There's a lengthy article in yesterday's NYT talking about California's new "post-partisan primary" law:
One outgrowth of California’s budget agreement may have set the table for something the state does often and well: force a national re-examination of a public policy issue, in this case ridding state capitals of partisan gridlock.
In approving the budget early Thursday, California lawmakers also agreed to place on the ballot a proposed constitutional amendment that would do away with partisan primaries in favor of an open-primary system in which the top two vote-getters, regardless of party affiliation, would face off in a general election.
The article gushes about how this might be a possible solution to the sort of gridlock that nearly brought California down.

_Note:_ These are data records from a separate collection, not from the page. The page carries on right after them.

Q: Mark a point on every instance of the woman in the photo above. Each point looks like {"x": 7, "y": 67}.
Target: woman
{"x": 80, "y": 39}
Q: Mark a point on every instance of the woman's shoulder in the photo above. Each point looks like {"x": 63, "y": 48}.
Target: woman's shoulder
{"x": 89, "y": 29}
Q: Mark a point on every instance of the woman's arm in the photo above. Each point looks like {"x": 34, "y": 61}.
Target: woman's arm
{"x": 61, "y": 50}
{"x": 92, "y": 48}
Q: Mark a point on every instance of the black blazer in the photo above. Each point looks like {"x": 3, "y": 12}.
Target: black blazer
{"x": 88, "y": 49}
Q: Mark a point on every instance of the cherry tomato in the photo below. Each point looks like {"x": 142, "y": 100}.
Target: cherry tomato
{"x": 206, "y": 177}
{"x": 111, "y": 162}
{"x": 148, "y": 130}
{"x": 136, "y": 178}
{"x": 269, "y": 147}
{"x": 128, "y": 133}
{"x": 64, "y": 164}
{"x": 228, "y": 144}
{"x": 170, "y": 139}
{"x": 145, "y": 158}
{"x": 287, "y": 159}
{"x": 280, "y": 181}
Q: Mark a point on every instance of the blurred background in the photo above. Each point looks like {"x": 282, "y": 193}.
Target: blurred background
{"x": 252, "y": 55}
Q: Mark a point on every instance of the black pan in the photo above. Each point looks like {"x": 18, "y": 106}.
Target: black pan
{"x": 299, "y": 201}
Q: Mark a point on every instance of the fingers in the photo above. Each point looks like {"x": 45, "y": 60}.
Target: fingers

There's a lot of reasons why that's wrong, (and why party-free primaries are a disaster for voters) but the simplest is this -- what nearly destroyed California was not partisanship, but its requirement that the budget be passed by a supermajority, a horrible systemic flaw that California shares with only two other states.
Supermajority requirements replace majority rule with rule by minority centrists. And since minority centrists have little incentive to play with the majority party (and doubly so when the media lets minority centrists portray them as having a principled moderate stance), there is a hugely disproportionate influence that they end up wielding. This is why three Republican Senators could gut the stimulus bill, and it is why Abel Maldonado, a person that the NYT describes as a" moderate Republican", was able to threaten California with bankruptcy if he did not get his "post-partisan" bill passed.
If you want to stop gridlock, the recipe is stronger parties, not weaker ones, and a system that allows the majority to rule.
Oh, and a media that stops romanticizing centrist blackmail. But I'm not holding my breath on that one.